Lübnan vatandaşı olmak ya da göç etmek gibi bir isteklerinin olmadığını vurgulayan Muhammed, tek arzularının topraklarına dönmek olduğunu dile getirdi.
Muhammed, şu ifadeleri kullandı:
- "UNRWA'nın verdiği desteklerin ve hizmetlerin durması Lübnan'daki Filistinli mültecilerin yaşam mücadelesinin daha da zorlaşması demek. Çünkü UNRWA Lübnan'a göç etmek zorunda kalmış Filistinli mültecilere insani yardım vermekle görevli.

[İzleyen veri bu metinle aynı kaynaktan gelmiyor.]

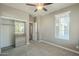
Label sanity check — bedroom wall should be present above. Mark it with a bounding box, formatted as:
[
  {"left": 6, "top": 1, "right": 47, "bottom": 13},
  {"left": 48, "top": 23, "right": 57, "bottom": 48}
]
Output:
[
  {"left": 37, "top": 4, "right": 79, "bottom": 50},
  {"left": 0, "top": 4, "right": 29, "bottom": 49}
]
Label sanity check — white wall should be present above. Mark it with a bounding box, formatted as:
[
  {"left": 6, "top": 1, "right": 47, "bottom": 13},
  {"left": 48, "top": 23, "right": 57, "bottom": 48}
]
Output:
[
  {"left": 0, "top": 4, "right": 29, "bottom": 49},
  {"left": 37, "top": 4, "right": 79, "bottom": 50}
]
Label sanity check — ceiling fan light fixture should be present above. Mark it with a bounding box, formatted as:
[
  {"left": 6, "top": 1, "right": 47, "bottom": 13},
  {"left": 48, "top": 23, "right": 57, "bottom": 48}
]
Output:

UNRWA'nın ortan kaldırılması Filistinlilerin ölüme terk edilmesi demek."
UNRWA'nın kuruluş amacı Filistinli mültecilere yardım etmek
Kamptaki özel bir okulda müdür olarak görev yapan ve birçok mülteci gibi kampta doğan 65 yaşındaki Filistinli Fatma Hatib, ailesinin 1948'de bugün İsrail'in kuzeyinde Lübnan sınırında yer alan İbranice "Kiryat Şmona" olarak bilinen Halsa köyünden göç ettiğini söyledi.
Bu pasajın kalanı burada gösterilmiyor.